Soon very few will own technology short of fiber optic internet connected high definition displays with ultra compressed flash storage upwards of 100tbs. Tomorrow is today. You heard it from me first.
 
I had often wondered about the feasibility of this before.

If internet speeds can get fast enough while screen resolution of video games doesn't continue to rise rapidly, this can definitely become a commonly used service. If internet speeds can cope with sending full color full resolution video feeds nearly instantly to a user, this would be a respectable option.

The internet is not fast enough. Also bandwidth and latency are completely different things.

Also worth mentioning: Even assuming you've got a magical encoding machine which only adds a few milliseconds to the latency, there's the simple fact that most video streamed over the Internet is done through a relatively large buffer.

In fact, Flash audio and video (Youtube and friends) seems to just download as much of the video as it can, as fast as it can, and start playing once it thinks it has enough.

This means it's possible for your connection to drop out completely for a second, or just vary by the amounts Internet traffic typically does, and so long as it comes back in time, your video will just keep playing.

This applies even to most sane "live" broadcasts.

Trying to do it actually live, within a few milliseconds, is completely different. The slightest blip in connectivity, which a sufficiently buffered stream would skip right over, is going to be catastrophic here.

And just in case it wasn't obvious: Buffers inherently add latency, proportional to their size. Add a buffer that can handle even half a second of connection trouble, and you've just added half a second between the time the player says "turn left", and the time they see the camera turn left.

I mention all of this because I suspect that the reason you'd think this is a good idea is, you've got a Roku, or you've used YouTube, or even Skype, and you've concluded that the Internet is now fast enough to do video. Maybe, but I don't think it's fast enough to do the kind of high quality, live, low-latency video demanded by a gamer.

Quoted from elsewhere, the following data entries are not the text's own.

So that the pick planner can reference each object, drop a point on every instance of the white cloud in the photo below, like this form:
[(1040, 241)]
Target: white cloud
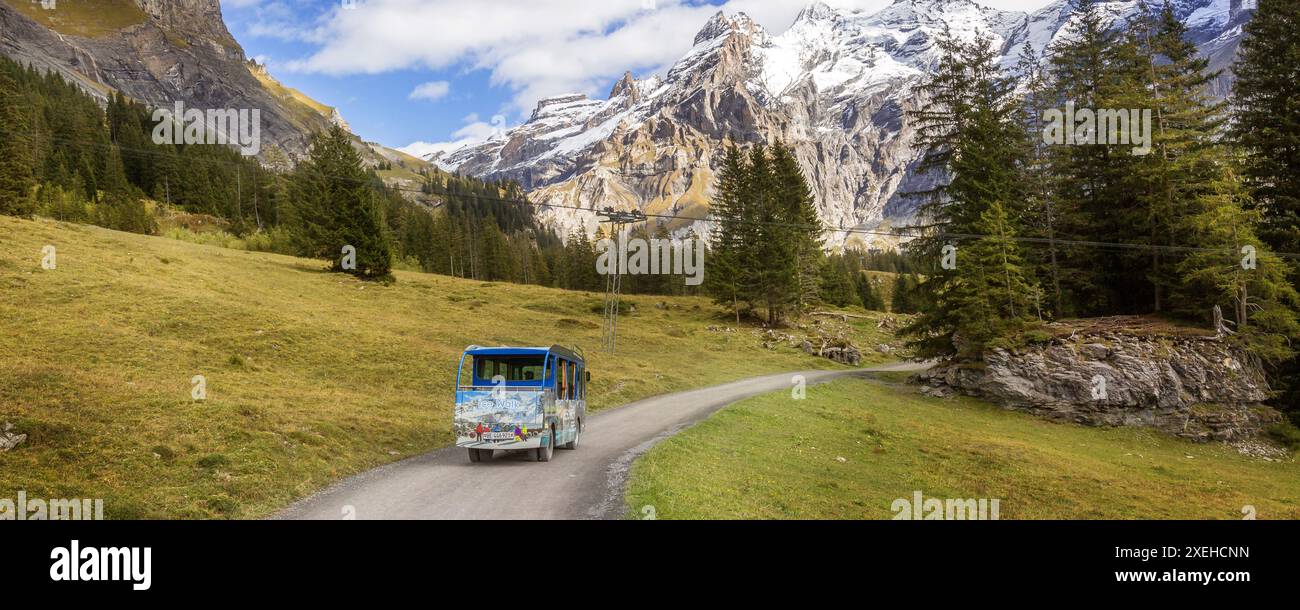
[(430, 91), (472, 133), (536, 48)]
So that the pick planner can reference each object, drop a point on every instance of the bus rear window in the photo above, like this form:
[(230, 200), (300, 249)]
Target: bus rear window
[(514, 368)]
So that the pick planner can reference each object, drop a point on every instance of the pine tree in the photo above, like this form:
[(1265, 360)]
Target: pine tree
[(971, 129), (804, 225), (334, 206), (121, 208), (1266, 121), (869, 291), (1221, 273), (729, 236), (16, 160), (1096, 66)]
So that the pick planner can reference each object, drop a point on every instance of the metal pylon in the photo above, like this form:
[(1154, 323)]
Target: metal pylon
[(614, 281)]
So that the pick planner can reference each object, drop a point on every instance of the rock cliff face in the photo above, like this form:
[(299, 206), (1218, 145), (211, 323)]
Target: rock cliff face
[(1184, 384), (835, 85), (157, 52)]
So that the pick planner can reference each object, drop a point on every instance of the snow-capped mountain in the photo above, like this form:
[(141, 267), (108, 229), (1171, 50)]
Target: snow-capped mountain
[(835, 86)]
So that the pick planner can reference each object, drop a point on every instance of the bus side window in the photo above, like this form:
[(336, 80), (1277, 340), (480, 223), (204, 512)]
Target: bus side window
[(572, 388), (560, 380)]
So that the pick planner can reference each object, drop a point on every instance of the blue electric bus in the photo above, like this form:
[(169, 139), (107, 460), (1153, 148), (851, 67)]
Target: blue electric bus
[(520, 399)]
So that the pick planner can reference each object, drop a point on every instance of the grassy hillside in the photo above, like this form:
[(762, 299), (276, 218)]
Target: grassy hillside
[(774, 458), (87, 18), (311, 376)]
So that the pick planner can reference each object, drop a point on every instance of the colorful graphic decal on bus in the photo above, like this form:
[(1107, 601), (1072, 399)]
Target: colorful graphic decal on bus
[(498, 416)]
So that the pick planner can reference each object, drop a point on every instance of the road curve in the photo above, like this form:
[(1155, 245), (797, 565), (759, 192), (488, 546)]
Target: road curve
[(586, 483)]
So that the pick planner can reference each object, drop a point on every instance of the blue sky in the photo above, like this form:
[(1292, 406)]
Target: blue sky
[(454, 70)]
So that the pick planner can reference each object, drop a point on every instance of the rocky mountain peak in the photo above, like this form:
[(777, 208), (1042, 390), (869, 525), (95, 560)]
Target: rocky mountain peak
[(817, 12), (722, 25), (625, 86), (836, 86)]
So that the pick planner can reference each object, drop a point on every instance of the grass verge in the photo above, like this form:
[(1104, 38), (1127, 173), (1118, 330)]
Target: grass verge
[(310, 376), (854, 446)]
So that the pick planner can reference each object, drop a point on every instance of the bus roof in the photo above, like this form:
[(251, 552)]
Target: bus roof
[(524, 351)]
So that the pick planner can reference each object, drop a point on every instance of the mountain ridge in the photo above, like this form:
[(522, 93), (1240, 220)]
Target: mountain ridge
[(835, 86), (159, 52)]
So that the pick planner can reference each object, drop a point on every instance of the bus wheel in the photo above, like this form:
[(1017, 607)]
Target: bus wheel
[(577, 432), (544, 454)]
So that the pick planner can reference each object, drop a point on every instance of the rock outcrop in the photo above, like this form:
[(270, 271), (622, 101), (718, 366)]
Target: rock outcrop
[(1192, 385)]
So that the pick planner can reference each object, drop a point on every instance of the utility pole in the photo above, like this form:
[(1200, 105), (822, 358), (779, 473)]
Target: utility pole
[(614, 281)]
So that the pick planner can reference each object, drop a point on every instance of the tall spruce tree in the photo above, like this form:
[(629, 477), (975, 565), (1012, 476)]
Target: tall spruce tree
[(804, 225), (334, 207), (1266, 119), (971, 129), (728, 239), (16, 151)]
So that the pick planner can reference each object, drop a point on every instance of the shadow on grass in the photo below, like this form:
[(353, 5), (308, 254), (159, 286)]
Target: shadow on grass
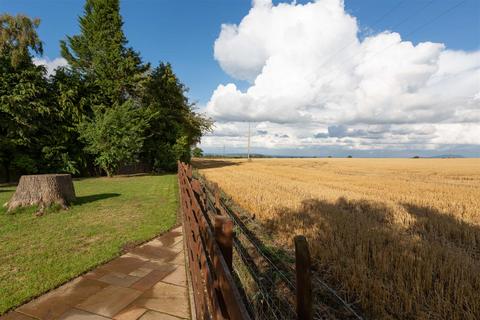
[(211, 164), (95, 197)]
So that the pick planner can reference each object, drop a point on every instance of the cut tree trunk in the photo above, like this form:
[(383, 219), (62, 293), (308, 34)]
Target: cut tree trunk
[(43, 190)]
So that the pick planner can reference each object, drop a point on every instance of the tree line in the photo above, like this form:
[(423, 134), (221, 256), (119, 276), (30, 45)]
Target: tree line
[(106, 109)]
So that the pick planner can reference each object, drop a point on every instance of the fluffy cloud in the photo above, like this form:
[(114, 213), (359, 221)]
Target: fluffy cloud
[(51, 65), (314, 82)]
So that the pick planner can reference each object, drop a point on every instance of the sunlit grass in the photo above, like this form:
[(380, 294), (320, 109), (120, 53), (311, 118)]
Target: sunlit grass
[(40, 253)]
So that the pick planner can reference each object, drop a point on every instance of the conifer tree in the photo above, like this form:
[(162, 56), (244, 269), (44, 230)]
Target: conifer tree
[(101, 56)]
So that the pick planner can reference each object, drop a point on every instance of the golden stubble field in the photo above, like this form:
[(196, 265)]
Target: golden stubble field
[(399, 236)]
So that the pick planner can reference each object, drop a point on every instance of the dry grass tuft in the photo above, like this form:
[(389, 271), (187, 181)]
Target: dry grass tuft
[(402, 236)]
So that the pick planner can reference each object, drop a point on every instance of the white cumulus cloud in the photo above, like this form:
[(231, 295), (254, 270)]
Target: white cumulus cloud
[(314, 80)]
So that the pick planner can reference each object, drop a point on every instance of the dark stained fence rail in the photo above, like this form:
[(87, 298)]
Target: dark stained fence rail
[(209, 251)]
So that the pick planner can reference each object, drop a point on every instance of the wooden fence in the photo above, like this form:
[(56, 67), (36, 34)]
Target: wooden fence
[(209, 250)]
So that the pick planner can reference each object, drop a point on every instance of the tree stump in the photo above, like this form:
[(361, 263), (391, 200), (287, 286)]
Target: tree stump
[(43, 190)]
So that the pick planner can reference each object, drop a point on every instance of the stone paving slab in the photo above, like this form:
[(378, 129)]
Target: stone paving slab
[(147, 283)]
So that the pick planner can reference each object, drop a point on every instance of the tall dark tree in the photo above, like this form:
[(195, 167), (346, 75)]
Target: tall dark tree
[(174, 126), (110, 76), (24, 94)]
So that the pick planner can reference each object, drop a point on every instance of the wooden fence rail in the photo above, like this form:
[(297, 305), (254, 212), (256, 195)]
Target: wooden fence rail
[(209, 250), (209, 255)]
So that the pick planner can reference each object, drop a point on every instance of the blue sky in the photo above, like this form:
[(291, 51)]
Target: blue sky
[(407, 98), (183, 32)]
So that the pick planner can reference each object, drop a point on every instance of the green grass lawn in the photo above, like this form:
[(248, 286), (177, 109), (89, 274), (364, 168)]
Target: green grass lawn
[(40, 253)]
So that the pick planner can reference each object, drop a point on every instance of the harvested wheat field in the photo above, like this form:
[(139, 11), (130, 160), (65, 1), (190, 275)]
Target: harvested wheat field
[(399, 237)]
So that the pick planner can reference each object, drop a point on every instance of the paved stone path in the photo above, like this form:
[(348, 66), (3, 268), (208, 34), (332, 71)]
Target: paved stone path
[(147, 283)]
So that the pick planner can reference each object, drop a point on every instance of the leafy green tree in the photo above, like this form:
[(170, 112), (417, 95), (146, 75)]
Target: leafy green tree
[(24, 94), (18, 36), (173, 125), (115, 136), (197, 152), (99, 54)]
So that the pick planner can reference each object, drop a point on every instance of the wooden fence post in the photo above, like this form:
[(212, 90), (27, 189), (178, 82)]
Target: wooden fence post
[(224, 238), (304, 283)]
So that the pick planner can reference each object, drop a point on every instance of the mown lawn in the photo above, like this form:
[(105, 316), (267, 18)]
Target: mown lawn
[(40, 253)]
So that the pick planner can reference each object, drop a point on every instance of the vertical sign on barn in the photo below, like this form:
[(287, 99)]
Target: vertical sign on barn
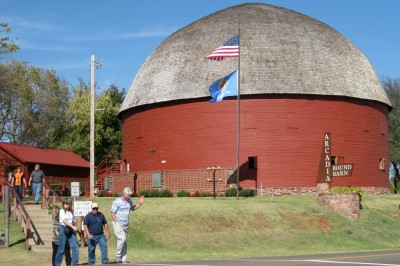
[(75, 189), (325, 165)]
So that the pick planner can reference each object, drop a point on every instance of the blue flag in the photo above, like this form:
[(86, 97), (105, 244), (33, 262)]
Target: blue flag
[(226, 86)]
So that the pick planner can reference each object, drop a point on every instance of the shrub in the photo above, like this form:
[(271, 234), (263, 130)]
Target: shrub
[(345, 190), (144, 192), (205, 194), (231, 192), (183, 193), (102, 193), (195, 194), (166, 193), (154, 193), (247, 192)]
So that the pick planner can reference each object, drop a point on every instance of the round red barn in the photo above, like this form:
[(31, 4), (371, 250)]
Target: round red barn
[(299, 79)]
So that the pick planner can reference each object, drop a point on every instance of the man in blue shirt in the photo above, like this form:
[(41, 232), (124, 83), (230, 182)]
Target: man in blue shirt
[(120, 210), (93, 225), (36, 179)]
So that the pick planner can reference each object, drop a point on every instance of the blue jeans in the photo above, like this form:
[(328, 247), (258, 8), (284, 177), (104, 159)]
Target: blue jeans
[(37, 188), (18, 190), (92, 243), (73, 243)]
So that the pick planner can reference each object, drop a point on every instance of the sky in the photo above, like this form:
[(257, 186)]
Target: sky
[(61, 35)]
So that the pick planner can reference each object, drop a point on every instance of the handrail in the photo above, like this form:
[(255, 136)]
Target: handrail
[(56, 198), (46, 198), (22, 216)]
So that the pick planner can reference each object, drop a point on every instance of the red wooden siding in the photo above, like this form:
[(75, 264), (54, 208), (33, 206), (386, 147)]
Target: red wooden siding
[(285, 134)]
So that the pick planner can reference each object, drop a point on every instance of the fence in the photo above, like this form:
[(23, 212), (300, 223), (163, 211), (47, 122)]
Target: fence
[(173, 180)]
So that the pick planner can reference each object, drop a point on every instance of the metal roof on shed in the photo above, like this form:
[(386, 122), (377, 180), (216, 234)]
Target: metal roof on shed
[(33, 154)]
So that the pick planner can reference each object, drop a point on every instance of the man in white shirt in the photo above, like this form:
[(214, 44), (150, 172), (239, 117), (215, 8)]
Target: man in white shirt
[(120, 210)]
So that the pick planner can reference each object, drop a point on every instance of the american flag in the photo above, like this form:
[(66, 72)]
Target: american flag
[(230, 49)]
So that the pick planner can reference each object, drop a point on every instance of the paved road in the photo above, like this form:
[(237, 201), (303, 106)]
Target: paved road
[(381, 258)]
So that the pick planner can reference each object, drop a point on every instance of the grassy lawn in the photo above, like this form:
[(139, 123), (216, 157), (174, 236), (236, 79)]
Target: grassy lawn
[(200, 228)]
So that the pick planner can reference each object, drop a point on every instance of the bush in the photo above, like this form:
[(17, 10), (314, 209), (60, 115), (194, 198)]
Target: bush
[(166, 193), (183, 193), (195, 194), (205, 194), (102, 193), (154, 193), (231, 192), (144, 192), (247, 192), (345, 190)]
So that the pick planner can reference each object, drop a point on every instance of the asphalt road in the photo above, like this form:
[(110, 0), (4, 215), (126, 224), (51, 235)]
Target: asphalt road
[(381, 258)]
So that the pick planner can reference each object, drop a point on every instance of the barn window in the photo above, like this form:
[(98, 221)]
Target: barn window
[(156, 179), (382, 164), (252, 162)]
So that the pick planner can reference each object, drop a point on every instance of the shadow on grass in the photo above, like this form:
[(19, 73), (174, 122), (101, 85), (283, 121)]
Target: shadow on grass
[(18, 242)]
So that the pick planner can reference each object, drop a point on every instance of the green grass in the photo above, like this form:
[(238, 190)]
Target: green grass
[(199, 228)]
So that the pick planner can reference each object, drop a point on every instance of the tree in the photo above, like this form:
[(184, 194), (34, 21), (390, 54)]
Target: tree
[(6, 44), (107, 125), (392, 87), (33, 103)]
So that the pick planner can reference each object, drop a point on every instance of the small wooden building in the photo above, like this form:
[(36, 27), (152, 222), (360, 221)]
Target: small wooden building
[(58, 165)]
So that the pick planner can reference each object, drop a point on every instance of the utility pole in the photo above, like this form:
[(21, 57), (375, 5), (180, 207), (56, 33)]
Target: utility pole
[(93, 64)]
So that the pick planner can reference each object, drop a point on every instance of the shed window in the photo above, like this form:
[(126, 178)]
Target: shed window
[(252, 162)]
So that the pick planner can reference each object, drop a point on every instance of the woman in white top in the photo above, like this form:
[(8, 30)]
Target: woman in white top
[(67, 233)]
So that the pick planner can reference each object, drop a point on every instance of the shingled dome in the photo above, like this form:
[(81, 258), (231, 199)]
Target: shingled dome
[(282, 52)]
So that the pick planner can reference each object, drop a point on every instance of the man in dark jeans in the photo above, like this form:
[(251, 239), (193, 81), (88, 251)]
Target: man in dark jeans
[(36, 179), (55, 242), (93, 225)]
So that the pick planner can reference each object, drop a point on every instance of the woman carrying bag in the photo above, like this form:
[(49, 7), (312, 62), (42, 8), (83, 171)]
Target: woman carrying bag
[(67, 233)]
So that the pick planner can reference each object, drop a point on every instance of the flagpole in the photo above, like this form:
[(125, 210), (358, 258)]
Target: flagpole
[(238, 125)]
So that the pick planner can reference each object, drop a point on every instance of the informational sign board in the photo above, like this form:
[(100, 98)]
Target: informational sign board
[(81, 208), (75, 189)]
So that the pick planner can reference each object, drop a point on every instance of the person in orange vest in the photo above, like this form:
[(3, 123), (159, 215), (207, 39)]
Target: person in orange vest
[(18, 182)]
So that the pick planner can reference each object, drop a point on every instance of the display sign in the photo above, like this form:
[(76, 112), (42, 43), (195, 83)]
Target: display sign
[(325, 165), (81, 208), (328, 169), (75, 189)]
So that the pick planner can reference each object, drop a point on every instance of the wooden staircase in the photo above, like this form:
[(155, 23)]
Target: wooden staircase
[(41, 228)]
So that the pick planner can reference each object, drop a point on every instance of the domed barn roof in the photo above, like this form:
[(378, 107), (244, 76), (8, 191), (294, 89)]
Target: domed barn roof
[(281, 52)]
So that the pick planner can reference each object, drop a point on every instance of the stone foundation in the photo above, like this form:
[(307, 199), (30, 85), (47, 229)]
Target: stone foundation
[(316, 191), (345, 204)]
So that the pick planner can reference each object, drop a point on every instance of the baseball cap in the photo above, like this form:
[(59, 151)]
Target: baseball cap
[(128, 191)]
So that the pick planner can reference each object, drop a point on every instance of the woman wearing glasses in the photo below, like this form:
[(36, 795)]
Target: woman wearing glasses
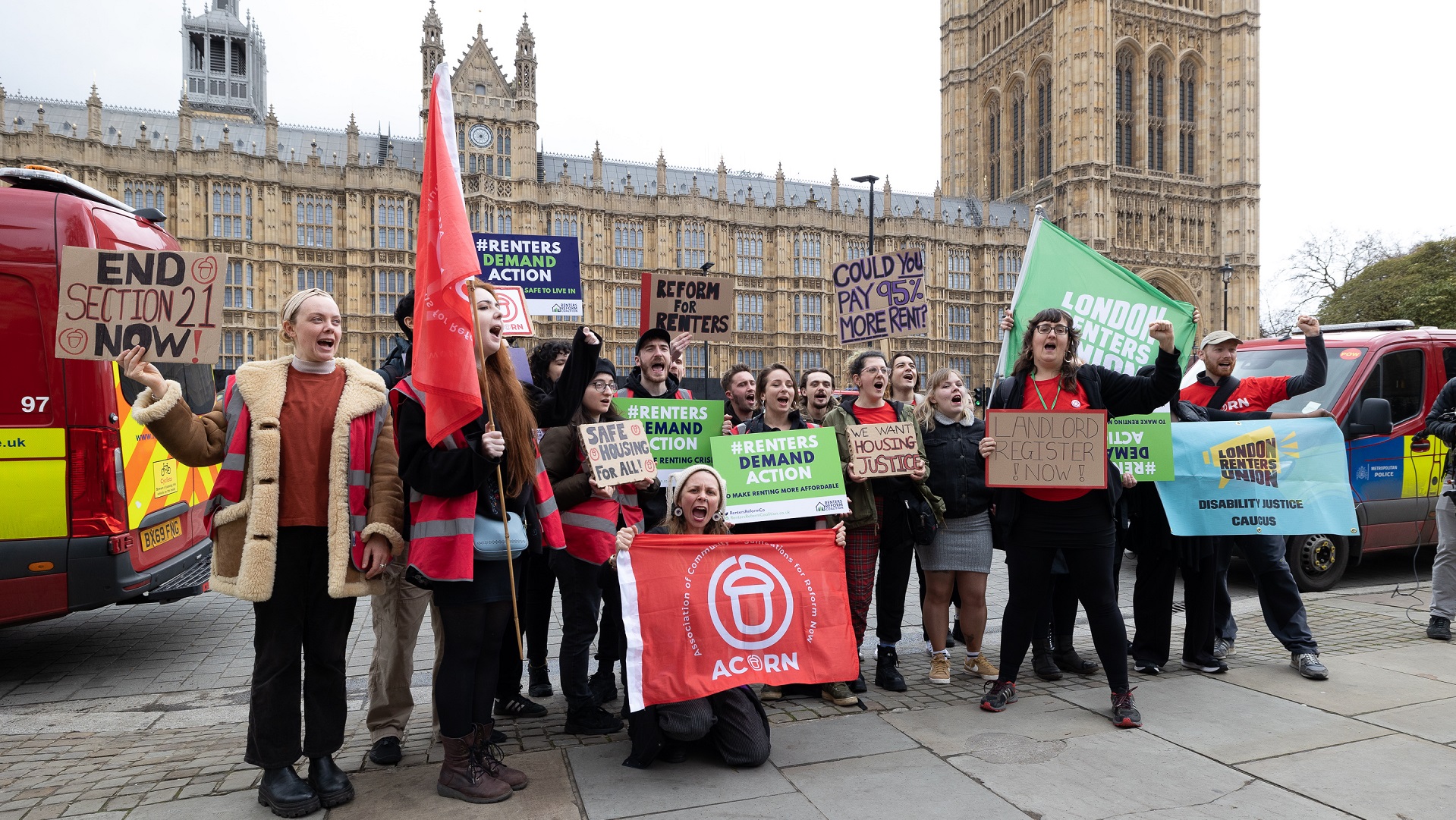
[(1036, 523), (590, 516)]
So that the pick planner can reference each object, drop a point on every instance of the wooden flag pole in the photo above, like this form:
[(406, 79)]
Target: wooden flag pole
[(500, 482)]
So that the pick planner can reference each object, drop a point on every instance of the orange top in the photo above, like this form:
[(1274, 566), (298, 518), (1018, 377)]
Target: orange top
[(306, 440)]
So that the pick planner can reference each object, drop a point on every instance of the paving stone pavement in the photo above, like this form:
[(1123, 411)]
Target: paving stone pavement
[(140, 712)]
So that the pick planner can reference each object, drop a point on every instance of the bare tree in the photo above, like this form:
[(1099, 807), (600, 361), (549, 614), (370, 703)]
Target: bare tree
[(1325, 262)]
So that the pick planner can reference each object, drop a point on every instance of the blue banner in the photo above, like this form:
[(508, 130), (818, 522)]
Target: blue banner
[(546, 267), (1278, 476)]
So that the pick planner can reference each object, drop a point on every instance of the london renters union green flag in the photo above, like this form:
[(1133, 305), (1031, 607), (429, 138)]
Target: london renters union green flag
[(1112, 305)]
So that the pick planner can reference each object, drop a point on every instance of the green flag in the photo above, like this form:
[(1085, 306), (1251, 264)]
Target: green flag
[(1112, 305)]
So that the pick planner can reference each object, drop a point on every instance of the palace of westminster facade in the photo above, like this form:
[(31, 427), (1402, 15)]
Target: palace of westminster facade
[(1132, 121)]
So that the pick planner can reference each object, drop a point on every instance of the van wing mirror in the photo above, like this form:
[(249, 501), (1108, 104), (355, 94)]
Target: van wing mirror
[(1373, 419)]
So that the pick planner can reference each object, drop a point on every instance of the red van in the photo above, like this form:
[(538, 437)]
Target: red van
[(92, 509), (1384, 379)]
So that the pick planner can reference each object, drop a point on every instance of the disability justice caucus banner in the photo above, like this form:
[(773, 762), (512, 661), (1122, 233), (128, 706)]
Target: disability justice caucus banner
[(705, 614), (1112, 305), (781, 475), (1278, 476), (679, 432)]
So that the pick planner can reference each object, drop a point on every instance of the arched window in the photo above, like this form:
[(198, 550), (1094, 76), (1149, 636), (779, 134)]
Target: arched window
[(1018, 136), (993, 149), (1187, 117), (1042, 124), (1124, 107), (1156, 114)]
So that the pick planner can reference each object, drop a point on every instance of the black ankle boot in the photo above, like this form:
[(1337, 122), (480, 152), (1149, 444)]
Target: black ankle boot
[(1042, 661), (1068, 658), (885, 674), (286, 794)]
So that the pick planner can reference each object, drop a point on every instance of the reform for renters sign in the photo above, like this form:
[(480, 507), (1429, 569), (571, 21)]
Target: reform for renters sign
[(546, 267), (1047, 449), (687, 303), (781, 475), (1278, 476), (881, 297), (681, 433), (168, 302), (1142, 446)]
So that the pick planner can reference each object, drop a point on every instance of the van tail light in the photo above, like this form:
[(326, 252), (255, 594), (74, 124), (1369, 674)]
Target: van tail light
[(98, 500)]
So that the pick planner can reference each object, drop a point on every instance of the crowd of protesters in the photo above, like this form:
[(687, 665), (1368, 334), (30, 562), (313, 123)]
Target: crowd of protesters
[(329, 490)]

http://games.slashdot.org/comments.pl?sid=1173481&cid=27311675
 
I know the internet is not fast enough. Hence the point of my post. Some day, the internet WILL be powerful enough to send, say, streaming 1280x960 video feed from a computer playing a game. But chances are by then the standard resolution in games would be vastly higher.

And I know latency is not bandwidth. When I said 'fast' I meant the ability to carry enough bandwidth at a high enough speed.